O objetivo da alça de Henle é reduzir a quantidade de água no filtrado e assim reduzir a perda de água. O laço é dividido em três áreas principais: o ramo descendente, o ramo ascendente delgado e o ramo ascendente espesso. Primeiro, o filtrado passa pelo ramo descendente onde a água deixa o filtrado e se difunde através das aquaporinas para o fluido do tecido circundante devido à osmose. Isso acontece porque o fluido do tecido circundante contém uma concentração muito alta de cloreto de sódio. O filtrado restante entra no ramo ascendente delgado. O ramo ascendente delgado é impermeável à água, mas permeável aos íons. Devido à alta concentração de íons no filtrado e à baixa concentração deles no fluido do tecido, eles se difundem passivamente para fora do ramo ascendente delgado. No entanto, existem vários íons que são importantes para nós e que não queremos perder. É aqui que entra o ramo ascendente espesso. Esta parte da alça de Henle é, como o ramo ascendente delgado, impermeável à água, mas transporta ativamente os íons de sódio e potássio para o fluido do tecido circundante. Isso produz um gradiente de concentração eletroquímica em que a parte externa é mais positiva do que a parte interna do loop. Como resultado disso, os íons de cloro (que são negativos) deixam passivamente o loop. O ramo ascendente espesso tem uma característica final, tem canais de íons de potássio que permitem que os íons de potássio vazem de volta para o loop.

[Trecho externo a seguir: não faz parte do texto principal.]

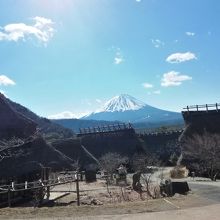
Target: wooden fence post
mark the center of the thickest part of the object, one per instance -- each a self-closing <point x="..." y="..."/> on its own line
<point x="77" y="189"/>
<point x="9" y="197"/>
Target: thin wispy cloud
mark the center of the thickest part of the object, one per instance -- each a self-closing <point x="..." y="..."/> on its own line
<point x="41" y="29"/>
<point x="118" y="57"/>
<point x="6" y="81"/>
<point x="190" y="34"/>
<point x="98" y="101"/>
<point x="3" y="92"/>
<point x="157" y="43"/>
<point x="174" y="78"/>
<point x="67" y="115"/>
<point x="157" y="92"/>
<point x="147" y="85"/>
<point x="181" y="57"/>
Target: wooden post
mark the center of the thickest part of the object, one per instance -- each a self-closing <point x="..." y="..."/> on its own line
<point x="9" y="197"/>
<point x="77" y="189"/>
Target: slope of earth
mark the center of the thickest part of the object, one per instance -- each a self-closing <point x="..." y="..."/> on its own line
<point x="13" y="123"/>
<point x="46" y="127"/>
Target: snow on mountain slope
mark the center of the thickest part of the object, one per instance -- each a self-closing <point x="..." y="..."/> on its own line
<point x="128" y="109"/>
<point x="122" y="103"/>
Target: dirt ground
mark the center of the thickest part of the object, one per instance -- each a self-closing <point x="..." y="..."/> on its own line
<point x="72" y="211"/>
<point x="116" y="203"/>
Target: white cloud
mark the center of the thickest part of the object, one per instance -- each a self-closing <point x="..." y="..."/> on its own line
<point x="181" y="57"/>
<point x="157" y="43"/>
<point x="42" y="30"/>
<point x="191" y="34"/>
<point x="147" y="85"/>
<point x="173" y="78"/>
<point x="98" y="101"/>
<point x="2" y="92"/>
<point x="157" y="92"/>
<point x="5" y="81"/>
<point x="67" y="115"/>
<point x="118" y="57"/>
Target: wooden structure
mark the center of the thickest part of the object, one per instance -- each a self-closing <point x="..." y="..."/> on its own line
<point x="105" y="129"/>
<point x="19" y="193"/>
<point x="206" y="107"/>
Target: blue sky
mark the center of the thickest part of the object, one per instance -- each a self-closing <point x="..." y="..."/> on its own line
<point x="73" y="55"/>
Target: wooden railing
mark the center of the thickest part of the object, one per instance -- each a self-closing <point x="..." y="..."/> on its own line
<point x="206" y="107"/>
<point x="105" y="129"/>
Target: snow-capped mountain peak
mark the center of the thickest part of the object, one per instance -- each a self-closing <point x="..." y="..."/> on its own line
<point x="122" y="103"/>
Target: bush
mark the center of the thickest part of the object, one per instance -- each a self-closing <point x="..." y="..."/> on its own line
<point x="179" y="172"/>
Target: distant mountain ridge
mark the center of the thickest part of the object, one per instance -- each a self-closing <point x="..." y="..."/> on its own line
<point x="126" y="108"/>
<point x="44" y="125"/>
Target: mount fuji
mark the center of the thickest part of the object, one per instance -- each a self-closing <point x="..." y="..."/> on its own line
<point x="126" y="108"/>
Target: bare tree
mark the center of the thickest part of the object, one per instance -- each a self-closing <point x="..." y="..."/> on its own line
<point x="111" y="161"/>
<point x="203" y="153"/>
<point x="142" y="165"/>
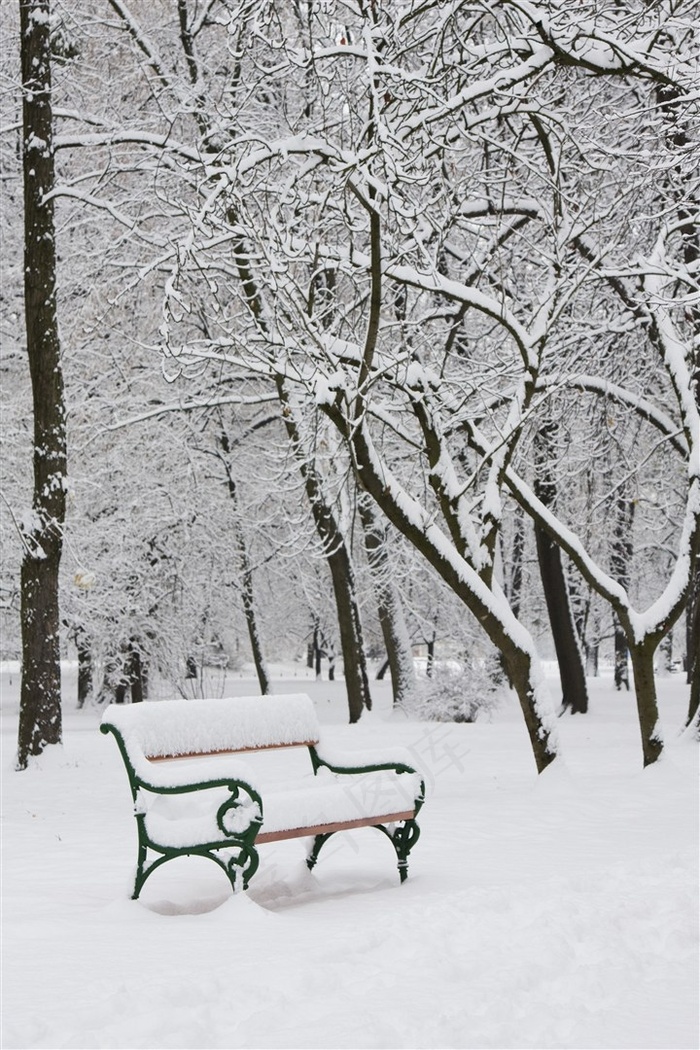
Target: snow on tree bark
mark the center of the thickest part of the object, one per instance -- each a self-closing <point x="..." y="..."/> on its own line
<point x="40" y="699"/>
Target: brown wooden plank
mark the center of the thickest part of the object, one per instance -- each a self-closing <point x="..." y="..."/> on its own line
<point x="343" y="825"/>
<point x="231" y="751"/>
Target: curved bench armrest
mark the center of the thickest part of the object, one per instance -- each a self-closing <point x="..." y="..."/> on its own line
<point x="358" y="762"/>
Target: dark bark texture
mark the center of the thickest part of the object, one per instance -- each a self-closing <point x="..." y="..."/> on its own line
<point x="40" y="697"/>
<point x="569" y="656"/>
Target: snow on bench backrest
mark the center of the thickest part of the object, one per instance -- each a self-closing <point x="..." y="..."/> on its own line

Isso cria um gradiente eletroquímico que faz com que outros íons importantes, como cálcio e magnésio, deixem o ramo ascendente espesso. Em resumo, a alça de Henle é circundada por fluido de tecido que contém uma alta concentração de íons. Isso faz com que a água saia do ramo descendente por osmose. Por causa desse gradiente de concentração, os íons se movem para o loop no ramo ascendente delgado. Os íons importantes (Na +, Cl-, Ca2 + & amp Mg2 +) são então ativamente transportados para fora do filtrado no ramo ascendente espesso para mantê-los no corpo e manter o gradiente de alta concentração que faz com que a água seja removida do filtrado na descida membro.

Em resumo, a alça de Henle é circundada por fluido de tecido que contém uma alta concentração de íons. Isso faz com que a água saia do ramo descendente por osmose. Isso produz um filtrado mais concentrado, pois os íons se movem para fora do circuito no ramo ascendente delgado. Quaisquer íons importantes restantes (Na +, Cl-, Ca2 + & amp Mg2 +) são então ativamente transportados para fora do filtrado no ramo ascendente espesso para mantê-los no corpo e manter o gradiente de alta concentração que faz com que a água seja removida do filtrado no membro descendente.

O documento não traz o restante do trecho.